BookBeam offers keyword research along with additional tools like research, tracking, and optimization tools. The tool also offers a niche finder and trademark checker. Starting at $29/mo, it’s best for authors who want deep analysis and niche monitoring.

And, finally, there’s BookBolt. Unlike its competitors, BookBolt offers an all-in-one solution for low-content book production that also comes with keyword, KDP category, and product research tools. Starting at $11.99/mo, it best fits authors of low-content books who need design and keyword tools.

What’s trending today?
The keywords that are trending today may change overnight, so it’s a good idea to select evergreen keywords, meaning they are commonly searched and not based on what’s trending on TikTok this week. 🙂
As an example, using the manual search process above, here’s what it looks like when you start a search for “romance”
When I typed in “Romance,” I started with the “fantasy romance” category.

After typing “Romance books for women,” I got another list of terms. The idea is to keep niching down until you find a few keyword phrases that fit your book that you can research.

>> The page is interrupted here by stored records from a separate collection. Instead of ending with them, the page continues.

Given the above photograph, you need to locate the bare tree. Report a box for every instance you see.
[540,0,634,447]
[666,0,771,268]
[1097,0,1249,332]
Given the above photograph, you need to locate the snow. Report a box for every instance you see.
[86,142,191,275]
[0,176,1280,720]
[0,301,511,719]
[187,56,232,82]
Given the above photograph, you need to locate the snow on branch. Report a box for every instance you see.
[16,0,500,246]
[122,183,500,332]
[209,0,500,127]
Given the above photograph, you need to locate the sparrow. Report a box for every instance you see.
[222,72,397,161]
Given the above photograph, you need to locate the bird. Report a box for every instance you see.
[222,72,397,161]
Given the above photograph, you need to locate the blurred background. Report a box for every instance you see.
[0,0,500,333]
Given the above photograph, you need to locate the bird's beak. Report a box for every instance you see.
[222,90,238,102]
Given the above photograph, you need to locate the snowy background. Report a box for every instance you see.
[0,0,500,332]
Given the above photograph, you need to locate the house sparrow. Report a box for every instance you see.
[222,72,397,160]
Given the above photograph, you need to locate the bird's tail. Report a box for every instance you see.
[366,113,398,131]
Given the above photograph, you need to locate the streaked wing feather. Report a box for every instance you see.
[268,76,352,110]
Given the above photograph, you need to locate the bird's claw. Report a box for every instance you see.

Using the library method of research (using the alphabet), these are the keywords that populated:
Typed “fantasy romance a” / fantasy romance books for adults
Typed “fantasy romance b” /fantasy romance book series
Typed “fantasy romance c” /clean fantasy romance books
Typed “fantasy romance d” /dark fantasy romance
This works for all genres. These were some of the results from using the library search method for the phrase “cosy mystery”
Typed “cozy mystery a”/ cozy mystery anthology
Typed “cozy mystery b”/ cozy mystery book series
Typed “cozy mystery c”/ cozy murder mystery books
One more. Here are some of the results for “thriller.”
Typed “thriller a”/action thriller books
Typed “thriller b”/thriller book series
Typed “thriller c”/Christian thriller books
Typed “thriller d”/domestic thriller
Results will vary based on how you start your research, but as you can see, by changing the seed search terms/phrases and using the library search method, you can create a fairly exhaustive list. It will take some time, but it’s worth it in the end.
Final thoughts
Both manual research and dedicated tools for keyword research can work. If you can, invest in a tool that can give you up-to-date information quickly. Using a tool shaves off a lot of time that you can spend doing other book-related tasks, but if a tool is not in your budget, set aside some dedicated time, create a spreadsheet, and start plugging away. I’ve done it both ways. Do whatever works for you now and change your strategy later when the time is right.